Elisabeth freute sich zu bemerken, daß Bingley seines Freundes Einmischung bei dieser Gelegenheit nicht verrathen hatte; denn so versöhnlich Johannens Herz auch war, würde dieser Umstand sie doch mit einem Vorurtheil gegen ihn erfüllt haben.

»Ich bin das glücklichste Geschöpf, welches je auf Erden gelebt!« sagte Johanne. »O, Lizzy! warum bin aus unsrer Familie ich allein zu solcher Seligkeit auserkoren! Wenn ich Dich nur auch so glücklich sehen könnte!

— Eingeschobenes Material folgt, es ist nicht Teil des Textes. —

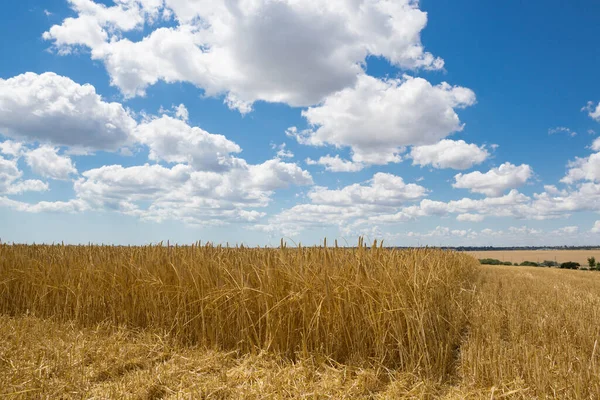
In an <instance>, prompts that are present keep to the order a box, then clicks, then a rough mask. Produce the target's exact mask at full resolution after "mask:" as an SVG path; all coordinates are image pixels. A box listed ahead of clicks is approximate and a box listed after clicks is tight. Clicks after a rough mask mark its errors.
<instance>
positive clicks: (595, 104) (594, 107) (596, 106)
mask: <svg viewBox="0 0 600 400" xmlns="http://www.w3.org/2000/svg"><path fill="white" fill-rule="evenodd" d="M581 111H587V112H588V115H589V116H590V117H591V118H592V119H595V120H596V121H598V122H600V102H599V103H598V105H596V104H595V103H594V102H593V101H588V103H587V105H586V106H585V107H583V108H582V109H581Z"/></svg>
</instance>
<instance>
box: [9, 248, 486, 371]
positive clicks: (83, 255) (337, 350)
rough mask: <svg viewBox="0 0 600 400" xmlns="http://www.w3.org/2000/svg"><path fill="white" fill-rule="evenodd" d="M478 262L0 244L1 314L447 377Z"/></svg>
mask: <svg viewBox="0 0 600 400" xmlns="http://www.w3.org/2000/svg"><path fill="white" fill-rule="evenodd" d="M476 274H477V262H476V261H475V260H474V259H473V258H471V257H469V256H466V255H463V254H459V253H452V252H445V251H441V250H432V249H413V250H389V249H384V248H381V247H378V246H376V244H374V245H373V246H372V247H369V248H367V247H366V246H364V244H363V243H362V242H361V243H359V247H358V248H354V249H346V248H337V247H333V248H331V247H330V248H327V247H311V248H305V247H298V248H287V247H285V246H282V247H281V248H279V249H260V248H227V247H221V246H212V245H206V246H200V245H194V246H186V247H173V246H168V247H167V246H145V247H107V246H18V245H17V246H11V245H1V246H0V290H1V291H0V311H1V312H2V313H5V314H9V315H13V316H15V315H21V314H25V313H29V314H31V315H34V316H37V317H42V318H48V317H51V318H54V319H57V320H62V321H74V322H76V323H78V324H81V325H86V326H93V325H94V324H98V323H109V324H112V325H114V326H123V327H128V328H142V329H150V330H155V331H157V332H161V334H168V335H169V336H170V337H173V338H175V339H176V340H177V341H178V342H180V343H184V344H199V345H202V346H207V347H215V348H217V349H220V350H227V351H231V350H234V351H236V352H238V353H239V354H258V353H260V352H265V351H266V352H270V353H273V354H277V355H282V356H284V357H286V358H288V359H291V360H295V359H299V358H307V357H320V358H322V359H323V360H330V361H332V362H338V363H350V364H356V365H380V366H385V367H387V368H395V369H401V370H404V371H410V372H411V373H415V374H418V375H419V376H421V375H428V376H434V377H436V379H439V380H443V379H445V377H446V376H447V375H448V374H449V373H451V372H452V370H453V368H454V366H455V361H456V355H457V347H458V345H459V343H460V340H461V335H462V333H464V328H465V324H466V318H467V317H466V310H468V308H469V306H470V301H471V298H472V297H473V294H472V293H473V292H472V282H473V281H474V276H475V275H476Z"/></svg>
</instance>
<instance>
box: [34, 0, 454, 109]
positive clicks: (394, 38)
mask: <svg viewBox="0 0 600 400" xmlns="http://www.w3.org/2000/svg"><path fill="white" fill-rule="evenodd" d="M70 2H71V7H72V8H73V10H74V11H75V12H76V13H77V16H76V17H75V18H67V19H65V20H64V21H63V23H62V24H61V25H55V26H53V27H51V28H50V29H49V30H48V31H47V32H46V33H44V35H43V37H44V39H46V40H49V41H52V43H53V44H54V46H55V48H56V49H58V51H59V53H63V54H64V53H69V52H70V51H72V50H73V48H77V47H79V46H84V47H86V48H89V49H90V52H91V57H92V58H93V59H95V60H101V61H102V62H104V64H105V66H106V69H107V71H108V73H109V74H110V77H111V82H112V84H113V85H115V86H117V87H119V89H120V90H121V91H122V92H123V94H125V95H126V96H135V95H143V94H144V93H145V90H146V88H147V87H148V86H150V85H153V84H155V83H156V82H158V81H159V80H162V81H165V82H191V83H193V84H194V85H196V86H198V87H200V88H202V89H204V91H205V92H206V93H207V94H208V95H215V94H220V93H226V94H227V98H226V101H227V103H228V104H229V105H230V106H231V107H233V108H238V109H239V110H240V111H242V112H248V111H250V109H251V105H252V103H253V102H255V101H257V100H264V101H269V102H283V103H287V104H290V105H292V106H308V105H312V104H316V103H319V102H320V101H321V100H322V99H323V98H324V97H325V96H327V95H328V94H330V93H333V92H337V91H339V90H341V89H343V88H345V87H347V86H352V85H353V83H354V82H355V81H356V78H357V76H358V75H360V74H361V73H362V63H364V61H365V59H366V58H367V57H368V56H370V55H372V56H380V57H384V58H386V59H387V60H388V61H389V62H391V63H392V64H394V65H396V66H399V67H401V68H408V69H414V68H425V69H441V68H442V67H443V64H444V63H443V60H441V59H440V58H436V57H434V56H433V55H431V54H430V53H427V52H426V51H425V50H424V49H423V46H422V44H421V40H420V33H421V31H422V30H423V29H424V28H425V26H426V24H427V14H426V13H425V12H423V11H421V10H419V8H418V3H417V2H415V1H412V0H397V1H389V0H374V1H365V0H359V1H354V0H336V1H329V0H316V1H311V2H297V1H294V0H284V1H276V2H274V1H267V0H259V1H238V2H215V1H207V0H165V2H164V5H163V2H162V1H159V0H120V1H118V2H116V1H115V5H114V6H111V7H107V6H104V5H101V4H98V3H95V2H93V1H91V0H77V1H75V0H70ZM171 14H172V15H173V16H174V17H175V21H176V26H173V27H169V28H164V27H163V28H158V29H155V30H153V31H152V32H151V33H150V34H149V35H147V36H145V37H144V38H143V39H141V40H139V41H132V40H130V39H127V38H123V37H122V34H123V33H126V32H129V31H131V30H134V29H139V28H140V27H142V26H144V24H145V23H146V26H148V25H149V24H147V22H152V21H153V20H156V19H157V18H158V17H160V16H161V15H163V16H167V17H168V16H169V15H171ZM132 71H135V73H133V72H132Z"/></svg>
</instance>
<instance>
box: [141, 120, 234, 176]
mask: <svg viewBox="0 0 600 400" xmlns="http://www.w3.org/2000/svg"><path fill="white" fill-rule="evenodd" d="M134 136H135V138H136V140H137V141H138V142H139V143H142V144H145V145H147V146H148V148H149V149H150V154H149V158H150V159H151V160H154V161H161V160H163V161H166V162H169V163H188V164H190V165H192V166H193V167H194V168H195V169H197V170H207V171H219V170H226V169H229V168H231V167H232V165H234V164H235V163H237V162H239V161H240V160H239V159H236V158H234V157H232V156H231V153H240V152H241V151H242V149H241V148H240V146H238V145H237V144H235V143H234V142H232V141H230V140H229V139H227V138H226V137H225V136H223V135H215V134H212V133H208V132H206V131H204V130H202V129H200V128H198V127H191V126H189V125H188V124H187V123H186V122H185V121H182V120H179V119H175V118H172V117H169V116H167V115H163V116H162V117H160V118H154V119H151V120H149V121H147V122H144V123H141V124H140V125H139V126H138V127H137V128H136V129H135V133H134Z"/></svg>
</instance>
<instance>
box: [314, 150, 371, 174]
mask: <svg viewBox="0 0 600 400" xmlns="http://www.w3.org/2000/svg"><path fill="white" fill-rule="evenodd" d="M306 163H307V164H308V165H323V166H324V167H325V169H326V170H327V171H331V172H358V171H360V170H362V169H363V168H364V167H365V166H364V164H362V163H357V162H353V161H348V160H344V159H342V158H340V156H339V154H336V155H335V157H332V156H330V155H329V154H328V155H326V156H324V157H321V158H319V159H318V160H316V161H315V160H312V159H310V158H307V159H306Z"/></svg>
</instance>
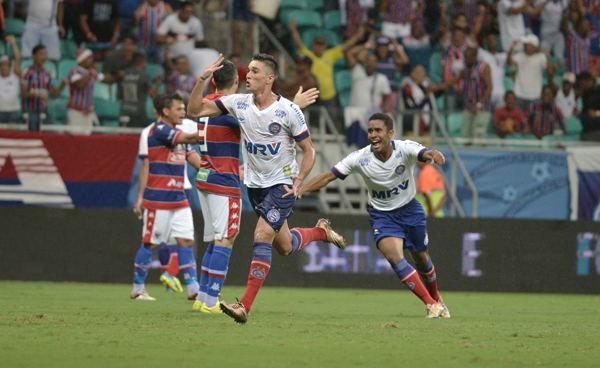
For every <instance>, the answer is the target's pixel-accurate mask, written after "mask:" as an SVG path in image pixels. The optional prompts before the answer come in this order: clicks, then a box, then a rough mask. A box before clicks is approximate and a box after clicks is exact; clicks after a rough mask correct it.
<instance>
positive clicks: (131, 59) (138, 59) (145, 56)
mask: <svg viewBox="0 0 600 368" xmlns="http://www.w3.org/2000/svg"><path fill="white" fill-rule="evenodd" d="M146 60H147V59H146V55H144V54H142V53H141V52H136V53H134V54H133V56H132V57H131V64H133V65H135V66H139V65H141V64H143V63H144V62H145V61H146Z"/></svg>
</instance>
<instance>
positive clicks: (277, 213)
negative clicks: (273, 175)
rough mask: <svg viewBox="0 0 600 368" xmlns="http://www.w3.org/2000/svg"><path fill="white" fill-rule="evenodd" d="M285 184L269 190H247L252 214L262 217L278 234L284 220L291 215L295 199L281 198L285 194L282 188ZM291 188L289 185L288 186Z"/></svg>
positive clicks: (288, 197) (286, 219)
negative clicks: (253, 212) (277, 232)
mask: <svg viewBox="0 0 600 368" xmlns="http://www.w3.org/2000/svg"><path fill="white" fill-rule="evenodd" d="M284 185H285V184H276V185H273V186H272V187H269V188H248V197H249V198H250V203H251V204H252V208H254V212H256V215H257V216H260V217H262V218H263V219H265V221H267V223H268V224H269V225H271V227H272V228H273V230H275V231H276V232H279V230H280V229H281V227H282V226H283V223H284V222H285V220H287V219H288V218H289V217H290V216H291V215H292V213H293V211H292V206H294V203H295V202H296V197H294V196H289V197H285V198H282V196H283V195H284V194H286V193H287V191H286V190H285V188H284V187H283V186H284ZM288 187H291V185H288Z"/></svg>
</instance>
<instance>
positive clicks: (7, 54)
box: [4, 37, 23, 58]
mask: <svg viewBox="0 0 600 368" xmlns="http://www.w3.org/2000/svg"><path fill="white" fill-rule="evenodd" d="M15 42H16V43H17V47H18V48H19V50H22V49H23V45H22V38H21V37H15ZM4 47H5V51H6V55H8V56H10V57H11V58H14V57H15V54H14V53H13V52H12V46H11V45H10V44H9V43H7V44H5V45H4Z"/></svg>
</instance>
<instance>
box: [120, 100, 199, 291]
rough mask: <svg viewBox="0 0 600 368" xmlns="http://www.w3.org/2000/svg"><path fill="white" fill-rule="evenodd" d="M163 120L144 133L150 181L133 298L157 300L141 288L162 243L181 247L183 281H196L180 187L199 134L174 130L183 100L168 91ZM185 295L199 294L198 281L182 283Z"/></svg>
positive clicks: (195, 267) (192, 222)
mask: <svg viewBox="0 0 600 368" xmlns="http://www.w3.org/2000/svg"><path fill="white" fill-rule="evenodd" d="M161 104H162V106H161V111H160V117H161V120H160V121H158V122H156V123H155V124H154V126H153V127H152V128H151V129H150V131H149V134H148V161H149V165H148V182H147V183H146V188H145V189H144V195H143V201H142V207H143V208H144V209H145V210H144V214H143V217H144V218H143V220H144V228H143V240H142V245H141V247H140V249H139V250H138V253H137V255H136V257H135V275H134V281H133V291H132V293H131V298H132V299H137V300H156V299H154V298H153V297H151V296H150V295H148V292H147V291H146V290H145V287H144V282H145V280H146V276H147V275H148V270H149V268H150V263H151V257H152V254H153V253H154V250H155V249H156V248H157V247H158V245H159V244H160V243H165V244H166V245H177V246H178V247H179V262H180V264H181V265H184V266H185V267H182V272H183V275H184V278H185V279H186V280H197V272H196V261H195V259H194V252H193V248H192V246H193V245H194V223H193V219H192V210H191V209H190V204H189V201H188V199H187V197H186V195H185V191H184V175H185V165H186V160H187V161H188V162H189V163H190V164H192V165H193V166H194V167H196V168H199V167H200V156H198V154H197V153H196V151H195V150H194V149H193V148H192V147H191V144H194V143H198V134H197V133H184V132H182V131H180V130H177V128H176V126H177V125H180V124H181V123H182V122H183V118H185V105H184V104H183V100H182V98H181V97H180V96H177V95H167V96H165V97H163V99H162V103H161ZM160 280H161V281H162V282H163V283H164V284H165V285H168V286H169V287H171V288H172V289H173V290H181V284H180V283H179V280H178V279H177V278H176V277H173V276H171V275H169V274H168V273H163V274H162V275H161V277H160ZM186 285H187V289H188V295H194V294H197V293H198V289H199V286H198V282H197V281H194V282H190V283H188V282H186Z"/></svg>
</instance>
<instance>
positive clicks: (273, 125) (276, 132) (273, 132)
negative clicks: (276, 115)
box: [269, 123, 281, 135]
mask: <svg viewBox="0 0 600 368" xmlns="http://www.w3.org/2000/svg"><path fill="white" fill-rule="evenodd" d="M279 132H281V125H280V124H279V123H271V124H269V133H271V134H273V135H277V134H279Z"/></svg>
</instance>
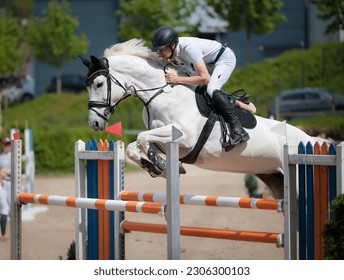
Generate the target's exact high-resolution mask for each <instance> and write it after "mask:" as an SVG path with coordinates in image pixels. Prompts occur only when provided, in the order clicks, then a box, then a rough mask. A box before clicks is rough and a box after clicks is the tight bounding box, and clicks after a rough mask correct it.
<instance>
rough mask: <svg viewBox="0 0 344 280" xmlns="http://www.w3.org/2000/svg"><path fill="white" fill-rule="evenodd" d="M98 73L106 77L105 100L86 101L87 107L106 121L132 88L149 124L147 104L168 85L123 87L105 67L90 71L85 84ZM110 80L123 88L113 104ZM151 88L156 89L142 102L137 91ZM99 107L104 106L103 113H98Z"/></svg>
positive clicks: (145, 89) (121, 84)
mask: <svg viewBox="0 0 344 280" xmlns="http://www.w3.org/2000/svg"><path fill="white" fill-rule="evenodd" d="M100 75H104V76H105V77H106V80H107V96H106V101H105V102H103V101H89V102H88V109H89V110H91V111H93V112H95V113H96V114H97V116H98V117H100V118H102V119H103V120H105V121H106V122H107V121H108V116H109V115H110V114H112V113H113V112H114V110H115V108H117V106H118V104H119V103H120V102H122V101H123V100H124V99H126V98H127V97H129V96H130V93H129V90H130V89H131V88H132V89H133V92H134V94H135V96H136V97H137V98H139V99H140V100H141V102H142V103H143V105H144V106H145V108H146V109H147V112H148V125H149V119H150V117H149V111H148V105H149V104H150V103H151V102H152V101H153V100H154V99H155V98H156V97H157V96H159V95H160V94H161V93H163V89H164V88H165V87H166V86H167V85H168V84H165V85H163V86H160V87H155V88H149V89H139V90H138V89H136V88H135V86H133V85H131V86H129V87H128V88H125V87H124V86H123V84H121V82H120V81H118V79H116V78H115V77H114V76H113V75H112V74H110V71H109V68H108V67H107V68H106V69H100V70H98V71H95V72H94V73H92V74H91V75H90V76H89V77H87V79H86V81H85V84H86V86H90V85H91V84H92V83H93V81H94V79H95V78H96V77H98V76H100ZM111 82H113V83H115V84H116V85H118V86H119V87H121V88H122V89H123V91H124V92H123V96H122V97H121V98H120V99H119V100H118V101H117V102H116V103H115V104H111ZM153 90H158V91H157V92H156V93H155V94H154V95H153V96H152V97H151V98H150V99H149V100H148V101H147V102H144V100H142V98H140V97H139V96H138V95H137V93H138V92H146V91H153ZM101 108H105V110H104V113H103V114H101V113H99V111H98V110H96V109H101Z"/></svg>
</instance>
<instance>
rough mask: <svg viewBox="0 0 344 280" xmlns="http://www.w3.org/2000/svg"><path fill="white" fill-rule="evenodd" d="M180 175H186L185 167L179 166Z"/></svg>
mask: <svg viewBox="0 0 344 280" xmlns="http://www.w3.org/2000/svg"><path fill="white" fill-rule="evenodd" d="M179 174H186V170H185V168H184V166H183V165H181V164H179Z"/></svg>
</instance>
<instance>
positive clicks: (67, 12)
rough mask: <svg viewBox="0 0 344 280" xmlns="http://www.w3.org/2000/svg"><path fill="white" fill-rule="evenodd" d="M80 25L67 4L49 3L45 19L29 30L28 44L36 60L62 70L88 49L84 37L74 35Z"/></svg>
mask: <svg viewBox="0 0 344 280" xmlns="http://www.w3.org/2000/svg"><path fill="white" fill-rule="evenodd" d="M78 25H79V23H78V20H77V19H76V18H74V17H73V16H72V14H71V11H70V8H69V4H68V1H67V0H62V2H61V4H59V3H58V2H57V1H56V0H52V1H51V2H49V6H48V9H46V10H45V11H44V17H43V18H35V19H34V20H33V22H32V24H30V26H29V28H28V42H29V44H30V45H31V47H32V49H33V52H34V53H35V55H36V57H37V58H38V59H39V60H40V61H42V62H44V63H47V64H50V65H52V66H53V67H55V68H61V66H63V65H64V64H66V63H68V62H70V61H72V60H73V59H75V58H76V57H77V56H78V55H83V54H84V53H85V52H86V51H87V48H88V40H87V38H86V37H85V35H84V34H81V35H80V37H77V36H76V35H74V33H75V31H76V29H77V27H78Z"/></svg>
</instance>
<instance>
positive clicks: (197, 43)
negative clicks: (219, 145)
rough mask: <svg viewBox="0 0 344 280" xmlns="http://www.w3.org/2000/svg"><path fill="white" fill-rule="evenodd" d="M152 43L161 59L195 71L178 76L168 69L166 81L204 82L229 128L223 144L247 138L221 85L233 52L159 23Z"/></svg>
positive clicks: (195, 82)
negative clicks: (228, 131)
mask: <svg viewBox="0 0 344 280" xmlns="http://www.w3.org/2000/svg"><path fill="white" fill-rule="evenodd" d="M152 46H153V49H154V50H156V51H157V54H158V55H159V56H160V57H161V58H162V59H163V60H166V61H169V62H171V63H173V64H175V65H185V64H187V65H190V67H191V68H192V69H193V70H194V71H195V72H196V73H197V75H195V76H186V77H180V76H177V75H175V74H173V73H170V72H168V73H166V74H165V79H166V82H167V83H169V84H186V85H207V93H208V95H209V96H210V97H212V99H213V100H214V102H215V103H216V105H217V107H218V108H219V110H220V112H221V114H222V115H223V116H224V118H225V121H226V122H228V123H229V124H230V127H231V131H230V138H231V139H228V141H227V142H223V143H222V146H223V147H227V146H231V145H236V144H239V143H242V142H245V141H247V140H248V139H250V137H249V135H248V133H247V132H246V131H245V130H244V129H243V128H242V126H241V123H240V121H239V119H238V117H237V115H236V114H235V112H234V106H235V99H234V97H232V96H228V95H227V94H226V93H225V92H224V91H222V86H223V85H224V84H225V83H226V82H227V81H228V79H229V77H230V76H231V74H232V72H233V70H234V67H235V64H236V58H235V55H234V53H233V51H232V50H231V49H230V48H227V47H225V46H222V45H221V44H220V43H219V42H217V41H212V40H207V39H201V38H197V37H180V38H178V35H177V32H176V31H175V30H174V28H173V27H170V26H162V27H160V28H158V29H157V30H156V31H155V33H154V35H153V40H152ZM209 72H210V73H211V75H210V74H209ZM224 141H225V140H224Z"/></svg>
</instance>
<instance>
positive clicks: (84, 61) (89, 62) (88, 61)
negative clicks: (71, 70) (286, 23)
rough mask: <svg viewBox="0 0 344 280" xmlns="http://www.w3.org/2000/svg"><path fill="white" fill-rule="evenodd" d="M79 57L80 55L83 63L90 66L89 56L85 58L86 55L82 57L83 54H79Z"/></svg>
mask: <svg viewBox="0 0 344 280" xmlns="http://www.w3.org/2000/svg"><path fill="white" fill-rule="evenodd" d="M79 57H80V59H81V61H82V63H83V64H84V65H85V66H86V67H89V66H90V64H91V61H89V60H88V59H87V58H85V57H82V56H79Z"/></svg>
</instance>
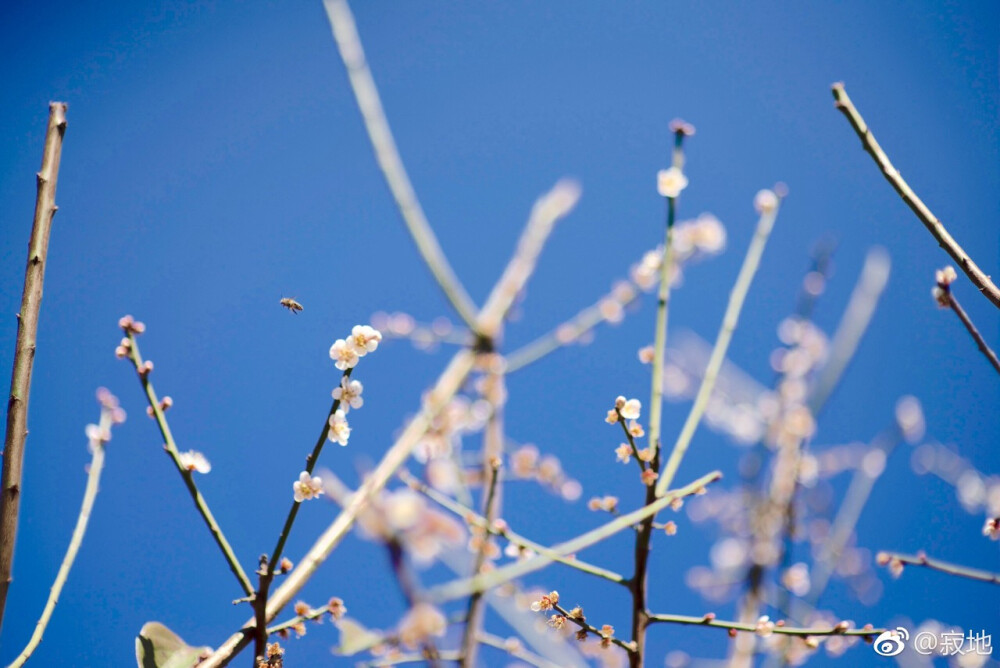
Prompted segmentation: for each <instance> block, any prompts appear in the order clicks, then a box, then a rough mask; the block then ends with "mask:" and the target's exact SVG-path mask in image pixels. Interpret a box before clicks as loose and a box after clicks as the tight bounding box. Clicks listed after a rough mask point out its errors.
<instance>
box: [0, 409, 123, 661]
mask: <svg viewBox="0 0 1000 668" xmlns="http://www.w3.org/2000/svg"><path fill="white" fill-rule="evenodd" d="M110 429H111V414H110V412H108V411H103V412H102V414H101V423H100V425H99V430H100V432H101V433H108V432H109V430H110ZM91 448H92V450H93V453H92V455H91V459H90V466H89V467H88V470H87V487H86V489H85V490H84V493H83V503H82V505H81V506H80V515H79V516H78V517H77V519H76V527H75V528H74V529H73V537H72V538H71V539H70V541H69V548H68V549H67V550H66V556H65V557H63V561H62V564H60V566H59V572H58V573H57V574H56V579H55V582H53V583H52V588H51V589H50V590H49V598H48V600H47V601H46V602H45V608H44V609H43V610H42V616H41V617H39V619H38V622H37V623H36V624H35V632H34V633H32V634H31V639H30V640H28V644H27V645H26V646H25V648H24V650H22V651H21V653H20V654H19V655H18V656H17V658H16V659H14V661H13V663H11V664H10V666H8V668H20V667H21V666H23V665H24V663H25V662H26V661H27V660H28V658H29V657H30V656H31V654H32V652H34V651H35V649H36V648H37V647H38V644H39V643H40V642H42V635H43V634H44V633H45V628H46V627H47V626H48V624H49V620H50V619H51V618H52V612H53V611H54V610H55V608H56V603H58V602H59V594H61V593H62V588H63V585H65V584H66V579H67V578H68V577H69V570H70V569H71V568H72V567H73V561H74V560H75V559H76V553H77V552H78V551H79V549H80V544H81V543H82V542H83V536H84V534H86V533H87V523H88V522H89V521H90V512H91V510H93V508H94V500H95V499H96V498H97V492H98V490H99V489H100V482H101V470H102V469H103V468H104V442H103V441H92V442H91Z"/></svg>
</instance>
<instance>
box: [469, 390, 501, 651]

Wenn nur ein zweiter solcher Mann existirte!«

»Und wenn Du mir deren fünfzig geben wolltest, würde ich mich nicht so glücklich fühlen, wie Du. Ohne Deine Güte und Sanftmuth ist auch ein ähnliches Glück nicht denkbar. Nein, nein! laß mich nur für mich selbst sorgen. Vielleicht ist mir das Schicksal günstig, daß ich zur rechten Zeit noch einem zweiten Collins begegne.«

Die Veränderung in der Longbourn'schen Familie konnte nicht lange ein Geheimniß bleiben. Mrß. Bennet hatte Erlaubniß erhalten, Mrß. Philips davon in Kenntniß zu setzen und diese flüsterte ohne Erlaubniß ihren sämmtlichen Merytoner Freundinnen die Sache ins Ohr.

Bennets, vor wenigen Wochen, nach Lydiens Flucht als eine der unglücklichsten Familien bedauert, wurden jetzt plötzlich als eine der glücklichsten beneidet.